Kering moves to reduce reliance on Gucci
Kering is preparing for a major reset as new chief executive Luca de Meo signals the end of the group’s heavy reliance on Gucci, according to reporting by the Financial Times. The luxury conglomerate has begun an 18-month restructuring programme under a broader recovery plan, “ReconKering”, aimed at resizing operations and returning all houses to growth within three years.
The shift follows a challenging period for the group, with like-for-like sales down 12 percent to 11 billion euros in the first nine months of 2025. Despite a modest lift in Kering’s share price since de Meo’s appointment, the CEO has warned staff that profitability has been squeezed by rising costs and slowing revenues.
Gucci remains central to the turnaround but no longer the sole engine. The brand still delivers around half of group revenue, yet faces creative churn and weaker demand in China.
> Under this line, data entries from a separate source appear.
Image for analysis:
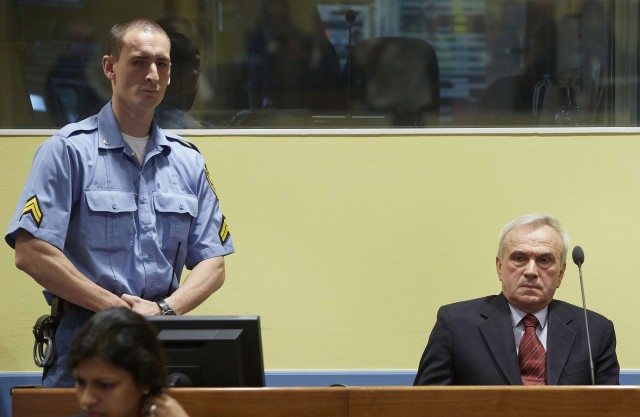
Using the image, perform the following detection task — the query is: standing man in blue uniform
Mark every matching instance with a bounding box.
[5,18,234,388]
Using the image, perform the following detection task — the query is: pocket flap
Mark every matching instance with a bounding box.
[564,359,590,376]
[85,190,137,213]
[153,191,199,217]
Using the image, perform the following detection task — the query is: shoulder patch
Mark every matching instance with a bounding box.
[166,136,201,153]
[204,164,217,194]
[20,195,43,227]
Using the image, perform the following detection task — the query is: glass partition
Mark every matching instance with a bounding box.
[0,0,635,129]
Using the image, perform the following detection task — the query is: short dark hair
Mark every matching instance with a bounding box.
[67,307,167,395]
[108,18,169,61]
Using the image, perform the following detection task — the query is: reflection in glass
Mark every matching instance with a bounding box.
[44,21,106,125]
[0,0,629,129]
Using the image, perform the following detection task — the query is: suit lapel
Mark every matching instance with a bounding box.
[478,294,522,385]
[546,301,577,385]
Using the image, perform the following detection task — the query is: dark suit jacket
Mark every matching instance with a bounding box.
[414,293,619,385]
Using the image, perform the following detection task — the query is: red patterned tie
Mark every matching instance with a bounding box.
[519,314,546,385]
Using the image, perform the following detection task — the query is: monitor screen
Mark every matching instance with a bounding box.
[146,315,265,387]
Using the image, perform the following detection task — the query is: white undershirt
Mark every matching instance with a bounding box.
[121,132,149,165]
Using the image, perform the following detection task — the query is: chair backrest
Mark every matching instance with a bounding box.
[347,37,440,126]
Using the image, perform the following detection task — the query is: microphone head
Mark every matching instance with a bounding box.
[572,245,585,266]
[345,9,357,24]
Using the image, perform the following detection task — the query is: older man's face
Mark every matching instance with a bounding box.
[496,224,566,313]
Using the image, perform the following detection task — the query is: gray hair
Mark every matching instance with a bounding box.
[497,213,569,263]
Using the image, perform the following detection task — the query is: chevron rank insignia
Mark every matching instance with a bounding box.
[20,195,43,227]
[219,215,230,244]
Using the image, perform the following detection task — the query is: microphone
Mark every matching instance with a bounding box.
[572,245,584,266]
[345,9,358,24]
[572,245,595,385]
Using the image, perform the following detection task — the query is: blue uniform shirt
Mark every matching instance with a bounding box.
[6,101,234,305]
[6,102,234,387]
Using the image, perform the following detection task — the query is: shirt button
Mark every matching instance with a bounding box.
[143,225,149,231]
[112,204,117,210]
[140,197,147,204]
[179,205,184,210]
[103,139,111,145]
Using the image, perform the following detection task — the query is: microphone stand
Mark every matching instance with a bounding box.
[573,246,595,385]
[345,9,357,110]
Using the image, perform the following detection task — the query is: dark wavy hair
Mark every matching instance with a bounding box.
[67,307,167,395]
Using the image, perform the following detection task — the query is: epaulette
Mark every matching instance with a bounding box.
[56,116,98,138]
[166,136,201,154]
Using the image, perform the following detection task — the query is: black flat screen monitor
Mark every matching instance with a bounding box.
[146,315,265,387]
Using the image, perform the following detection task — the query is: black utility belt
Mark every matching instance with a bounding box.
[51,296,86,316]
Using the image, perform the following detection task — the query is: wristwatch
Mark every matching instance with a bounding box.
[155,298,176,315]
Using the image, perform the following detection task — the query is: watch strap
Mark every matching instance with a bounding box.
[155,298,176,315]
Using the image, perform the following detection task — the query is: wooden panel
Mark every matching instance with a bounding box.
[347,386,640,417]
[13,386,640,417]
[11,388,80,417]
[173,388,347,417]
[11,387,348,417]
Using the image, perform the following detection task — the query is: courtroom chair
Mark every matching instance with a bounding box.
[345,36,440,126]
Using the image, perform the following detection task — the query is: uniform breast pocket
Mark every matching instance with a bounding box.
[85,190,137,252]
[153,191,198,248]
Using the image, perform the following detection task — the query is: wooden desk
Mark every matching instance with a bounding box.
[12,386,640,417]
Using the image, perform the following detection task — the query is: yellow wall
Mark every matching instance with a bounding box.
[2,132,639,373]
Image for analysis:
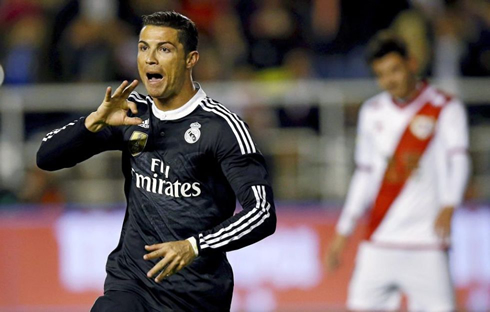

De Meo is pushing for broader momentum across Saint Laurent, Bottega Veneta and Balenciaga, while loss-making Alexander McQueen is expected to face some of the earliest restructuring measures.
Strategic reviews with Bain and BCG are underway across all maisons, the FT said. Early actions include debt reduction, tighter cost controls and a closer look at pricing, product mix and marketing spend. Kering’s retail footprint is also set for rationalisation, with underperforming stores earmarked for closure and leases up for renegotiation, while selective wholesale expansion remains on the table.
The internal reset will form the basis of a new strategic plan scheduled for release in spring 2026.